Earlier this week a friend died in a climbing accident. He wasn’t just another regular bloke hanging off vertical walls. He was a master of his game, as badass as they come, yet he died. His safety system had perhaps failed or perhaps the rock upon which he rested came off. We would never know; he was climbing free-solo, risking his life to a level unacceptable to most. It’s the level where there is absolutely no room for error, subjective or objective. It doesn’t matter whether you failed or the mountain failed; ultimately it’s the climber who is lying dead at the bottom. And this incident jolted me out of a falsified dream I have been living through most of my adult life. It wasn’t his death that did this but the possibility that if he hadn’t died; then what?

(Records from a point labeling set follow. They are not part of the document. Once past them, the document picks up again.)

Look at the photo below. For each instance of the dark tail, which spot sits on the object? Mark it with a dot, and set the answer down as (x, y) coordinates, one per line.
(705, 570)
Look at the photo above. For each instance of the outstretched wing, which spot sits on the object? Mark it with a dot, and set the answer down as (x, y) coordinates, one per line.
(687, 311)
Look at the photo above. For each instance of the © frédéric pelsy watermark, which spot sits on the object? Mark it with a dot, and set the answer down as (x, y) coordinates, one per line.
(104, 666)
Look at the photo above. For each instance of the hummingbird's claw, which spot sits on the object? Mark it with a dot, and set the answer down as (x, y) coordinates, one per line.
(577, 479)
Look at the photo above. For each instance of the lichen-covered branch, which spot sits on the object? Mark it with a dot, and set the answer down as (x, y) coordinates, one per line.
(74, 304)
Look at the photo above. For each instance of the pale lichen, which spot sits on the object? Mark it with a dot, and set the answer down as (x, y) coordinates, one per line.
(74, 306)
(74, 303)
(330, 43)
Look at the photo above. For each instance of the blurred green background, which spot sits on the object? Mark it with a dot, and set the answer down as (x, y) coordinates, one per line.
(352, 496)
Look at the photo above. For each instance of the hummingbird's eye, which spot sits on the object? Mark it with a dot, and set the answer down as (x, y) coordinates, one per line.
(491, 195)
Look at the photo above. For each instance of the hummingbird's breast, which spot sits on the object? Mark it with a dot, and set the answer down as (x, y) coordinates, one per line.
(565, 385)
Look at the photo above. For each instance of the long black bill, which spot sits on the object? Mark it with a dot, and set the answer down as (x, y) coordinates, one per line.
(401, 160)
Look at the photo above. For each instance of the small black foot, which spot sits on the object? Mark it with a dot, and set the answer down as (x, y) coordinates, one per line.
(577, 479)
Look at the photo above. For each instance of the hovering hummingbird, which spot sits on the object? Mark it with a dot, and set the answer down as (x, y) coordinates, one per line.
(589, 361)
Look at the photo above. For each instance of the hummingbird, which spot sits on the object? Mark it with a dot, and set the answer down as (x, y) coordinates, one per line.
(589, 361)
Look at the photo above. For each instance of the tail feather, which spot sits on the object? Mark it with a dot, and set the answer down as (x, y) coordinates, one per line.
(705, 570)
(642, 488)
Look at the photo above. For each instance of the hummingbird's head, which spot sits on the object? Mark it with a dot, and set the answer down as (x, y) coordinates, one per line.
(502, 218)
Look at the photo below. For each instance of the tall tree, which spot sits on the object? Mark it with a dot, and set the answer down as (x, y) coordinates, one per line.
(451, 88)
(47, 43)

I am a firm believer of destiny in matter of death. It is already destined by some divine power or yet unexplained scientific phenomenon that our time and date of death is fixed and nothing can change it. What isn’t determined though is the methodology and location; which we can influence by our actions through life. I don’t mind dying at all, either today, tomorrow or in the next twenty years. And if I die upon a mountain then that would be my absolute achievement in a self-fulfilling prophecy. What I do mind though that I am involved in a major accident and I don’t die. What if that day is not my destiny to die, yet I am involved in such a major accident that paralyzes me for the rest of my life or bereft me of any body part, vision, or any major functional organ; or leaves me brain dead. A sorry pitiable vegetable of human form dependent upon others for even a tiny bit of sustenance. Now that’s the kind of life I am absolutely not ready to accept.
Death is destined, accidents are not.